Explain esp-ebp in this program

Question 1

Okay, this is a crazy guess but let's run it up the flag pole and see what happens.

Perhaps the compiler is not optimising for space and this is a word alignment adjustment to save shifting words for register loading across quadword boundaries.

Look at the values, 0x58 & 8bytes -> next quadword boundary 96 0x60. Much easier to pop ebp from the least (or is it most again endian? ;) ) significant of a quad word line in memory; forward thinking and all that.

Edit: exactly! (What he said...)

Question 2

This highly depends on your architecture and compiler flags, so it is impossible to point to a single thing and say "this must be it" here. However, I can give you some pointers you may find helpful.

First, consider the stack boundary. You may have heard of the -mpreferred-stack-boundary=X flag to GCC. If not, it basically tells your compiler to prefer your values on the stack to be 2^X bytes each. Your compiler will then try to optimize your program so that these values fit on the stack as best as possible. On the other hand, GCC modifier such as __packed__ will make the compiler try to fit the data in the stack as tightly as possible.

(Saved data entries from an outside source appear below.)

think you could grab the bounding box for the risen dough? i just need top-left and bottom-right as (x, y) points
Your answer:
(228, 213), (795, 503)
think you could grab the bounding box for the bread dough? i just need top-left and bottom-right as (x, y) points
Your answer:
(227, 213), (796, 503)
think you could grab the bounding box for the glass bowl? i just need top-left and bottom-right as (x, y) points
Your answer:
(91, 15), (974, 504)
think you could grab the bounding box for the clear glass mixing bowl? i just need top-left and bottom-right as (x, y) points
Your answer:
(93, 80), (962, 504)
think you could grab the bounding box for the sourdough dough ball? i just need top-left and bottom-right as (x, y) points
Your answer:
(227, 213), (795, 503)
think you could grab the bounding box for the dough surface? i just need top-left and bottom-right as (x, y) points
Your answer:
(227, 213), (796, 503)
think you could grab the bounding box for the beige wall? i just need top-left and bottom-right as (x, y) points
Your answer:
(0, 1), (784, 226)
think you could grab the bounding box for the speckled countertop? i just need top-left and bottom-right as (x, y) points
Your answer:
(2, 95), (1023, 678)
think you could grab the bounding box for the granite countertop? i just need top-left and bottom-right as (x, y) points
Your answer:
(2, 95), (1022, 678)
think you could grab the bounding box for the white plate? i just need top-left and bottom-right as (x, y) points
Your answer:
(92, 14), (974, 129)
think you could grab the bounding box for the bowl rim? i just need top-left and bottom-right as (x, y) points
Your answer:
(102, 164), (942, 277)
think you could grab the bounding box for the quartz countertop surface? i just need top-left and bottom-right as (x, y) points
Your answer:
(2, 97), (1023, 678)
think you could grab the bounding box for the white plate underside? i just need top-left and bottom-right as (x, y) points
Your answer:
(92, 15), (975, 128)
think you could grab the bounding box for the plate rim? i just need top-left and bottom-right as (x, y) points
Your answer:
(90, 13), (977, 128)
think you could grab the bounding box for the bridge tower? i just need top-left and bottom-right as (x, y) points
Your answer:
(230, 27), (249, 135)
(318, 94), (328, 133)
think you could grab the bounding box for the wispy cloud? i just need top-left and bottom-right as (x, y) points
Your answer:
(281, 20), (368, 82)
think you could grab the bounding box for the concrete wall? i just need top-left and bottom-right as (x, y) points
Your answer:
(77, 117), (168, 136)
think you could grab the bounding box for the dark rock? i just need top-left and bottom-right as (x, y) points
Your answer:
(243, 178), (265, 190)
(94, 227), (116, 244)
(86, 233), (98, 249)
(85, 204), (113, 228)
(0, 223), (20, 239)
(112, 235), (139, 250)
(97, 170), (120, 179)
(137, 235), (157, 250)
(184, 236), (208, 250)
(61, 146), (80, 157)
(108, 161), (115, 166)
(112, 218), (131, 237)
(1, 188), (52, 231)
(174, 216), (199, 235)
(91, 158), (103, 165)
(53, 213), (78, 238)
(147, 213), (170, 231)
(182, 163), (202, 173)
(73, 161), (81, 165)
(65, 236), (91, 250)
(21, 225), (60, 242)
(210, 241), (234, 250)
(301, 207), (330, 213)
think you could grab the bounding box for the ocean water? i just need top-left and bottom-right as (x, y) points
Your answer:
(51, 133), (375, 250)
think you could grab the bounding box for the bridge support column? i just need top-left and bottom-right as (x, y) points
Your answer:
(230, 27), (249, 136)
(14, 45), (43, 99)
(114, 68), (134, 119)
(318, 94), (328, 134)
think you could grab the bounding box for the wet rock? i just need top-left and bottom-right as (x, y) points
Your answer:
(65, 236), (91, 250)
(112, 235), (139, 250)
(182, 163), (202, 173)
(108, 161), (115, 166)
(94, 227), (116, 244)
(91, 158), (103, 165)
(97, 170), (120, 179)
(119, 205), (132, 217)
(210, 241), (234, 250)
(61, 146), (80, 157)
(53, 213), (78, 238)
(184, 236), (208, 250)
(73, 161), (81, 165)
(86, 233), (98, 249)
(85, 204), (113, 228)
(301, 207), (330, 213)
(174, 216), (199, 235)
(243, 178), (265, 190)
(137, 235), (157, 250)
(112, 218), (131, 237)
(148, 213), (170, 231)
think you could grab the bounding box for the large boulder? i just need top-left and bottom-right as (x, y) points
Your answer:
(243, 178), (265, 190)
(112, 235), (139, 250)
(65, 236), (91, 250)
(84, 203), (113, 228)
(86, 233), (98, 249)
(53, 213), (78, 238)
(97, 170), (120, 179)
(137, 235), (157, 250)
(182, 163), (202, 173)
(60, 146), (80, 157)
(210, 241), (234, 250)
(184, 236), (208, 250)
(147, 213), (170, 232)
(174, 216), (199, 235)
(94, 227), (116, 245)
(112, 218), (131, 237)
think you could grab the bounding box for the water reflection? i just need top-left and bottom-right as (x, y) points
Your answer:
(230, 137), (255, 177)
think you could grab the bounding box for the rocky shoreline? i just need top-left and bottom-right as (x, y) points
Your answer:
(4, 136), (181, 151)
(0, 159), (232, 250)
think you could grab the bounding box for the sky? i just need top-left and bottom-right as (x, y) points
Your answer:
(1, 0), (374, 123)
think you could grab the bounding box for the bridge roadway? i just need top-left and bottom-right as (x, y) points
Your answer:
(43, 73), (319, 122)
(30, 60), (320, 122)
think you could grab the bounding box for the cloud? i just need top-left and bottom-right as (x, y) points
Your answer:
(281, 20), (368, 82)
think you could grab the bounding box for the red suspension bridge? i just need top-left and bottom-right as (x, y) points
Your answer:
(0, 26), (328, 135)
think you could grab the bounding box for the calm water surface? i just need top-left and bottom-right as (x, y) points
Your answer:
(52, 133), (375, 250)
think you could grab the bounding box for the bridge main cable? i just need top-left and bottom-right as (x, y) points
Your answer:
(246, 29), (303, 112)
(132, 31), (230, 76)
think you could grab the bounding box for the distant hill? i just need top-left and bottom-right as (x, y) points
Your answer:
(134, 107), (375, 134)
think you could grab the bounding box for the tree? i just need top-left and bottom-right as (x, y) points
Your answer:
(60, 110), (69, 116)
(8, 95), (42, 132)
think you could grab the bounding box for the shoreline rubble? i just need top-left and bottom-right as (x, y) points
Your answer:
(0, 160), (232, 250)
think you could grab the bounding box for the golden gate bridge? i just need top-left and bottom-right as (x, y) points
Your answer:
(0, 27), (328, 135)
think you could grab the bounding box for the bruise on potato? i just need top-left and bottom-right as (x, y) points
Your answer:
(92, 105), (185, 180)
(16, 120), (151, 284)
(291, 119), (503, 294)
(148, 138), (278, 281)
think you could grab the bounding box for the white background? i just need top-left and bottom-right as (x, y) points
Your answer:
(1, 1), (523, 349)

There's also the stack protector. Basically, GCC places dummy values on the stack that make sure buffer overflows can't any harm other than segfaulting your program (which isn't fun, but better than an attacker tacking control of the instruction pointer). You can easily try this out: take any recent version of GCC and let the user overflow a buffer. You'll note that the program exits with a message along the lines of 'stack smashing detected, terminated'. Try compiling your program with -fno-stack-protector, and the allocated local memory on the stack will probably be smaller.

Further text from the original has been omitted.